WAPA’s propane conversion projects on St. Croix and St. Thomas are an important improvement for the USVI. The new facilities will help WAPA lower power bills for all residents, provide reliable power and help keep the community safe.
The USVI Water and Power Authority (WAPA) project to use propane as the primary fuel for power generation is making great progress. The use of propone instead of fuel oil, which is linked to the global price of crude oil, will result in significant savings for customers, as well as environmental benefits for the community. Even with recently falling crude oil prices the conversion to propane will still bring significant savings to the USVI.
WAPA’s propane supply is linked to the Monte Belvieu, TX propane spot price index which was $0.88 per gallon on October 20, 2014. Current and historical Mont Belvieu prices can be found here. WAPA will pay the price at Mont Belvieu plus transportation and delivery costs. Accounting for all costs, including the costs of the project, Propane is still more affordable than fuel oil.

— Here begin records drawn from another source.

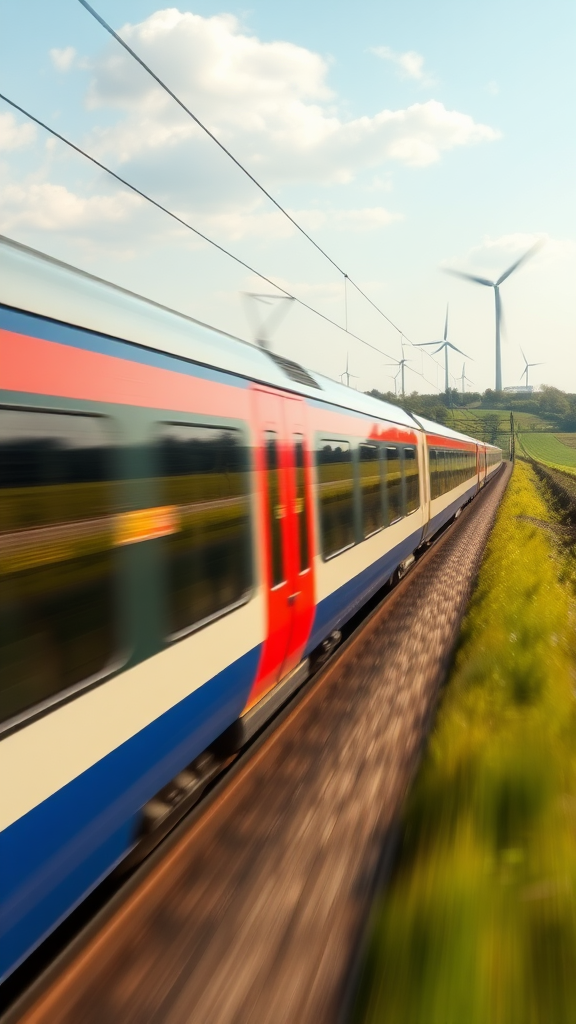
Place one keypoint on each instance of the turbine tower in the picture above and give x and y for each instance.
(346, 373)
(497, 300)
(401, 365)
(444, 344)
(527, 367)
(463, 378)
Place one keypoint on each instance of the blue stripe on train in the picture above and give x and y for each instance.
(48, 330)
(57, 852)
(334, 610)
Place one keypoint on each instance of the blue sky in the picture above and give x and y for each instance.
(472, 162)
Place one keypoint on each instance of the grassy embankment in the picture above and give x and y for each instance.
(558, 452)
(524, 421)
(479, 924)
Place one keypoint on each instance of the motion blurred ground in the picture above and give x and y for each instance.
(479, 924)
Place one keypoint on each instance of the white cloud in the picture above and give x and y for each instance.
(54, 208)
(493, 255)
(50, 207)
(63, 59)
(270, 102)
(12, 135)
(411, 65)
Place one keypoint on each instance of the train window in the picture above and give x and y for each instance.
(301, 502)
(275, 508)
(441, 471)
(57, 624)
(204, 472)
(394, 483)
(371, 488)
(335, 483)
(411, 477)
(433, 461)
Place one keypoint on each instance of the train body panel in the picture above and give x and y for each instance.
(184, 518)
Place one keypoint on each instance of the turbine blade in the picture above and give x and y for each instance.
(450, 345)
(528, 255)
(469, 276)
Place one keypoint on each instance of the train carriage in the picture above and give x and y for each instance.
(187, 521)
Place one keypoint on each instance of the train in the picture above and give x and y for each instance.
(188, 522)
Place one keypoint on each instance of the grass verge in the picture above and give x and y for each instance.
(549, 449)
(479, 924)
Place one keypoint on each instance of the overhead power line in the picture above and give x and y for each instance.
(190, 227)
(235, 160)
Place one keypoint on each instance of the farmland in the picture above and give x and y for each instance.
(478, 923)
(549, 449)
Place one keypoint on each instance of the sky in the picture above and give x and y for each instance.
(405, 138)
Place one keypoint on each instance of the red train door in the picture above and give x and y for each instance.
(283, 466)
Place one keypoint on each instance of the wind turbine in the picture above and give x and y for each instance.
(527, 367)
(401, 365)
(346, 373)
(395, 379)
(497, 300)
(444, 344)
(463, 378)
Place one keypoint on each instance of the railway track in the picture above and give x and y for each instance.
(253, 909)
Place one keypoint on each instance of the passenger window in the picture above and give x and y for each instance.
(301, 502)
(371, 488)
(335, 484)
(204, 473)
(433, 456)
(275, 509)
(394, 483)
(57, 500)
(411, 475)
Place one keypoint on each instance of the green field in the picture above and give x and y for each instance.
(550, 450)
(569, 439)
(523, 421)
(479, 925)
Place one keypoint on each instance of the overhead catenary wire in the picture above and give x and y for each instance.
(108, 28)
(190, 227)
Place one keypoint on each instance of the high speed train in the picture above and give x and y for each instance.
(187, 523)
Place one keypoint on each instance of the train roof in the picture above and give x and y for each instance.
(441, 431)
(39, 284)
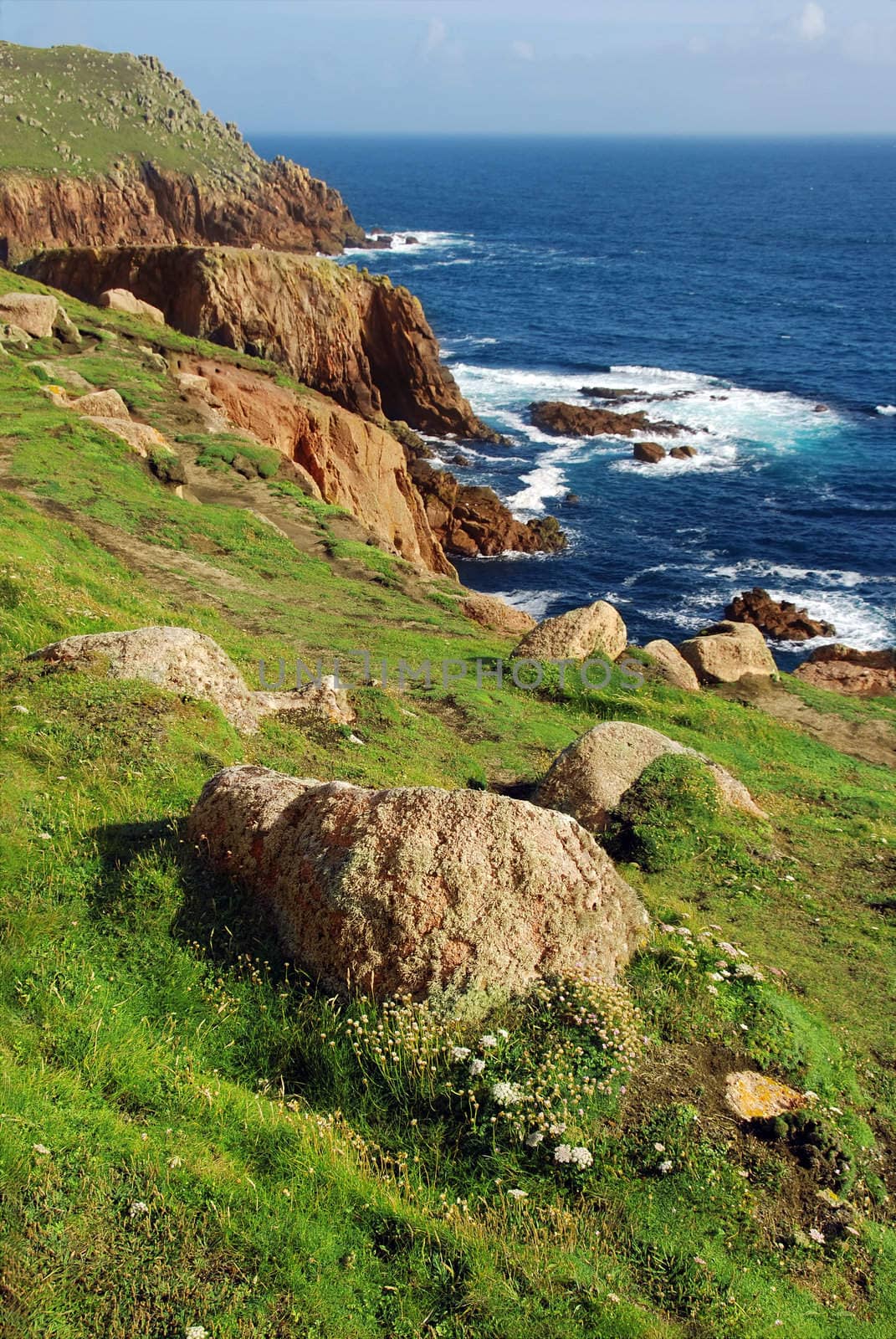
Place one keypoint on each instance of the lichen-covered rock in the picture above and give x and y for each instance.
(728, 651)
(755, 1097)
(194, 666)
(419, 890)
(496, 613)
(590, 777)
(177, 659)
(671, 666)
(122, 300)
(35, 314)
(100, 405)
(593, 629)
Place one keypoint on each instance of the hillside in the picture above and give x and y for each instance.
(102, 149)
(194, 1140)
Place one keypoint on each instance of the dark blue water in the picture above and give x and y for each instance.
(758, 278)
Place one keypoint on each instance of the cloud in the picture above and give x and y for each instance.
(436, 35)
(812, 24)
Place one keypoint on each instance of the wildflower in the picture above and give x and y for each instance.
(508, 1095)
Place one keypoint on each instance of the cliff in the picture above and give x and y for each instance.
(356, 339)
(100, 149)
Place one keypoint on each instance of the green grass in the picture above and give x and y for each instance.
(225, 1148)
(86, 111)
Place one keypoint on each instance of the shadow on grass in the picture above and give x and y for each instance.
(145, 865)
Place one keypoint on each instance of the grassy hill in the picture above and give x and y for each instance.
(192, 1136)
(84, 111)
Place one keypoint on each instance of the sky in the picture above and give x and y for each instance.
(673, 67)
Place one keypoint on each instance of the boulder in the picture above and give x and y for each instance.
(592, 629)
(755, 1097)
(671, 666)
(590, 777)
(650, 453)
(193, 666)
(13, 335)
(35, 314)
(579, 421)
(419, 890)
(728, 651)
(778, 619)
(862, 674)
(100, 405)
(493, 613)
(122, 300)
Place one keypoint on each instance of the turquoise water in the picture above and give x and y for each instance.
(744, 281)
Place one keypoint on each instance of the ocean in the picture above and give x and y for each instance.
(741, 281)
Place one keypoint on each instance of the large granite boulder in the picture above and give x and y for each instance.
(590, 777)
(419, 890)
(671, 666)
(778, 619)
(860, 674)
(122, 300)
(728, 651)
(593, 629)
(192, 664)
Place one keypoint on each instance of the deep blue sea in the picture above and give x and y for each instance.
(755, 278)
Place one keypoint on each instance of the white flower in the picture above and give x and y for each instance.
(506, 1095)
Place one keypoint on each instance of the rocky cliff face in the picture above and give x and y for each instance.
(354, 464)
(283, 208)
(356, 339)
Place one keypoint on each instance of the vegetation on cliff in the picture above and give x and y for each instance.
(192, 1136)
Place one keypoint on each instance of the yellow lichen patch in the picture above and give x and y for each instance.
(755, 1097)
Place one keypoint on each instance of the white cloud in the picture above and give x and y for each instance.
(812, 23)
(436, 35)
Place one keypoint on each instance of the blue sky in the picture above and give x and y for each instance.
(497, 67)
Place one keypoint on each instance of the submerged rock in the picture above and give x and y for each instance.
(419, 890)
(778, 619)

However, WAPA’s project will give the USVI flexibility because the plants will maintain the ability to use fuel oil if that fuel becomes more economic compared to propane. As we know the price of fuel oil can fluctuate dramatically because it is linked to crude oil prices that are susceptible to extreme price volatility from factors such as weather-related incidents, geopolitical events or global macro-economic trends. For example, in 2008, the price of crude oil reached a record high of $145 in July and subsequently dropped to $30 a barrel in December. While the current crude oil price stands at around $85 a barrel, fluctuating prices brings a great deal of uncertainty to energy suppliers, which translates into higher energy costs for residents and small businesses.
For now we expect propane to remain the clear fuel of choice for the USVI because of the cost savings it will provide to customers. However, WAPA is constantly monitoring energy markets and we will have the ability to make changes if needed.